Slim SEO has a few filters you can “attach to” in order to modify its behavior, they are:

  • slim_seo_meta_title — using this filter you can alter the meta title. You might do this if you wanted to add certain text to the end of every post’s meta title.
    • You could target specific posts as well. Honestly, I’m not sure what you would use this filter for, but it is available if you need it.
  • slim_seo_meta_description — just like meta_title, this filter gives you a place to make changes to meta_description programmatically.
    • While you probably won’t mess with this, the flexibility Slim SEO offers by having the capability is nice.
  • slim_seo_schema_{$context}_enable — where you could disable specific schema formats, by replacing {$context} with one of the below contexts:
    • website
    • searchaction
    • webpage
    • organization
    • logo
    • breadcrumbs
    • article
    • thumbnail
    • author
    • author_image
  • slim_seo_schema_{$context} — this filter is where you would hook in to modify the output of a given schema type (from the list above).
  • slim_seo_schema_entities — here you can add your own schema types. For instance, Slim SEO doesn’t have a recipe schema. You could create it here
  • slim_seo_sitemap_post_types — this filter is where you could control which post types are added to your sitemap.
  • slim_seo_sitemap_taxonomies — here you can control which taxonomies are added to your sitemap
  • slim_seo_sitemap_post_type_query_args — if you want to change the arguments used to query for the posts that will be in your sitemap, you can change them here.
  • slim_seo_taxonomy_query_args — same as above, here you can change the arguments used in the query to pull taxonomies out of the DB.
    • For instance, for performance purposes, you could use this filter to set a limit in the event you have a very large site with thousands of tags.
  • slim_seo_skipped_shortcodes — a special filter where you can force Slim SEO to render shortcodes it may have skipped before creating the meta description.
    • The documentation states shortcodes such as those from Easy Digital Downloads or WooCommerce. Where the meta description might be rendered before the shortcode, causing issues
    • This filter is a place where you can fix that
    • See the troubleshooting steps in the documentation

Code snippets

I won’t lie, these snippets are from the Slim SEO documentation — I am merely bringing what I believe are the most useful ones into one place and adding my $.02. Check the documentation if you want to see them there.

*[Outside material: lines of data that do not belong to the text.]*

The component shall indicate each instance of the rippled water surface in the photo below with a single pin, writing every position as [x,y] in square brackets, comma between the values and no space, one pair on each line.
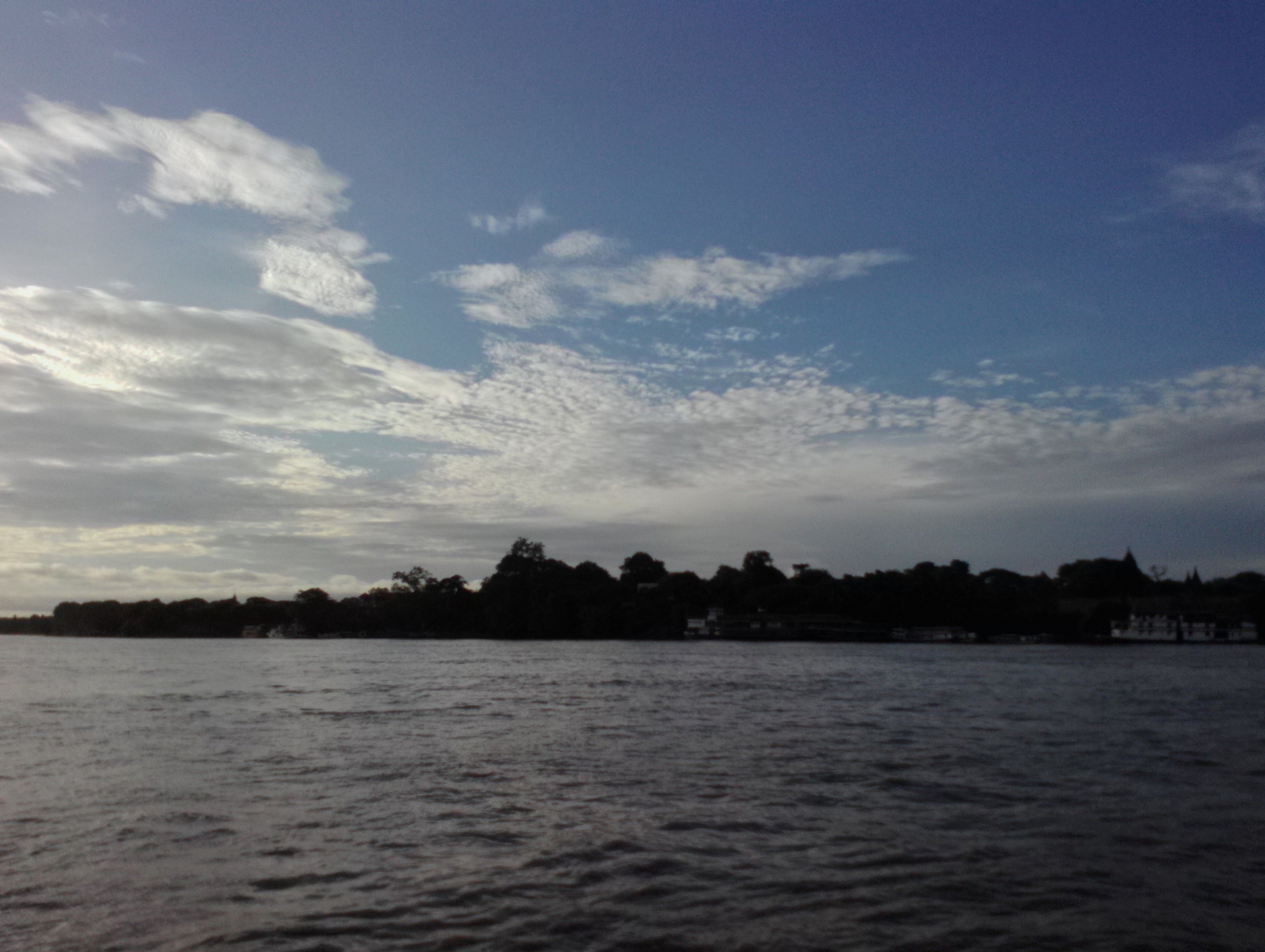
[339,797]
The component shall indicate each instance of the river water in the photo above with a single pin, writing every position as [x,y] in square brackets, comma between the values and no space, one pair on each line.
[356,796]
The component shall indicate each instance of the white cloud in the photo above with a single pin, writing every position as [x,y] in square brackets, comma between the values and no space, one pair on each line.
[580,244]
[1229,182]
[208,443]
[529,215]
[77,18]
[210,159]
[566,287]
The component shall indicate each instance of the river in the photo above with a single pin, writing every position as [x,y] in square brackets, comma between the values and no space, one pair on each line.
[370,796]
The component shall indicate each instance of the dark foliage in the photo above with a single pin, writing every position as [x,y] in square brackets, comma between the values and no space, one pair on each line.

First, I’d like to point you to the documentation’s “disable features” page because it is very well documented, and repeating it here would be overkill.

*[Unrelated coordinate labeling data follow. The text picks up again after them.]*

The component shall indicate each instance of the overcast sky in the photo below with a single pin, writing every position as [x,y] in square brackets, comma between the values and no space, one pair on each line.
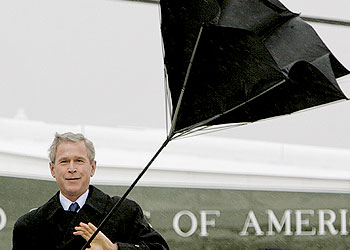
[99,62]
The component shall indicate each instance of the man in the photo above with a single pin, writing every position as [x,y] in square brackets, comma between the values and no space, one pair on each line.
[70,217]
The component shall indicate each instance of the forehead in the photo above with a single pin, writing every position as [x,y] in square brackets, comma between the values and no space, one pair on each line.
[71,149]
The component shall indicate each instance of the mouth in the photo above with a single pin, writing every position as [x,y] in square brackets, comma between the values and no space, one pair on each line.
[72,179]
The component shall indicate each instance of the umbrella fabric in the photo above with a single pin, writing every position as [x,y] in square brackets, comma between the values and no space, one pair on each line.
[253,60]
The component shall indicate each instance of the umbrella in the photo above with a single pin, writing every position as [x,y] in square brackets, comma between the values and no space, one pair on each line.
[241,61]
[235,61]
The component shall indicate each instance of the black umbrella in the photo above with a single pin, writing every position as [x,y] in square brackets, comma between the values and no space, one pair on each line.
[238,61]
[241,61]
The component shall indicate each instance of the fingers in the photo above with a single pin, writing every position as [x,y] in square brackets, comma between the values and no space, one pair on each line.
[85,230]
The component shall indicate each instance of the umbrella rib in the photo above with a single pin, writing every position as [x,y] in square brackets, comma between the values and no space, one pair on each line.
[207,130]
[230,110]
[185,83]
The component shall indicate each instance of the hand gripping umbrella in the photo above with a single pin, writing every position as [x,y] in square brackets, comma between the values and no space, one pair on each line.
[235,62]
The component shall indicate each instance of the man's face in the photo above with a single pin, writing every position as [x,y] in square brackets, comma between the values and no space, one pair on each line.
[72,169]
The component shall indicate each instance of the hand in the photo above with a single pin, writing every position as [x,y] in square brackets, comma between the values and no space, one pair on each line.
[100,242]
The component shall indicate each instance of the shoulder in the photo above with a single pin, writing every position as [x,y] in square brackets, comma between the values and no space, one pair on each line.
[36,216]
[127,205]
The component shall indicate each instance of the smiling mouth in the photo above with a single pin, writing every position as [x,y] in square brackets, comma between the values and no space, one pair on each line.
[72,179]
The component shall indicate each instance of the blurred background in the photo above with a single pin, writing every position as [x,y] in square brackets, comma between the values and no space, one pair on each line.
[97,67]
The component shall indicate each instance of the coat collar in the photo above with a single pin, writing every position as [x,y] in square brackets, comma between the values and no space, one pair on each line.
[96,200]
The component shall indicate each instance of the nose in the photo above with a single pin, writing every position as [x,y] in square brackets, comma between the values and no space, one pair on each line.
[71,167]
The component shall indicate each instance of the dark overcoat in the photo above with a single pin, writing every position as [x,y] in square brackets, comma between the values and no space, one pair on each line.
[50,227]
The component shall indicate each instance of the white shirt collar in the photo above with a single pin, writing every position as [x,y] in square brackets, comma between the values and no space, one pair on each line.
[66,202]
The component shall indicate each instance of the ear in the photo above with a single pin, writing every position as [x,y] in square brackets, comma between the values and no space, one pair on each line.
[93,168]
[52,169]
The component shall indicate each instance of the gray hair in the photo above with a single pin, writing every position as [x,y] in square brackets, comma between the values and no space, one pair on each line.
[70,137]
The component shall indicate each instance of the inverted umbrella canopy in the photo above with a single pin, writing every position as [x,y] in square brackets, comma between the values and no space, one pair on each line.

Disable header/footer code areas

add_action( 'slim_seo_init', function( $plugin ) {
    $plugin->disable( 'code' );
 // "code" is the identifier for the header/footer settings
} );

Remove post type from sitemap

add_filter( 'slim_seo_sitemap_post_types', function( $post_types ) {
    $post_types = array_diff( $post_types, ['your_post_type'] );
    return $post_types;
} );

Remove taxonomy from sitemap

add_filter( 'slim_seo_sitemap_taxonomies', function( $taxonomies ) {
    $taxonomies = array_diff( $taxonomies, ['your_taxonomy'] );
    return $taxonomies;
} );

Output breadcrumbs in theme

echo do_shortcode( '[ slim_seo_breadcrumbs ]' );

Remove site name from post title

add_filter( 'document_title_parts', function( $title ) {
    unset( $title['site'] );
    return $title;
} );

Summary

And that’s a wrap. In the review part I explained why I enjoy using this plugin. I hope you will too.

In the unofficial guide portion I went through pretty much everything about this plugin. I hope you find this helpful. I know even I’ll use it as a reference myself.

Also, if you do need help with Slim SEO, go to their support forums on WordPress.org.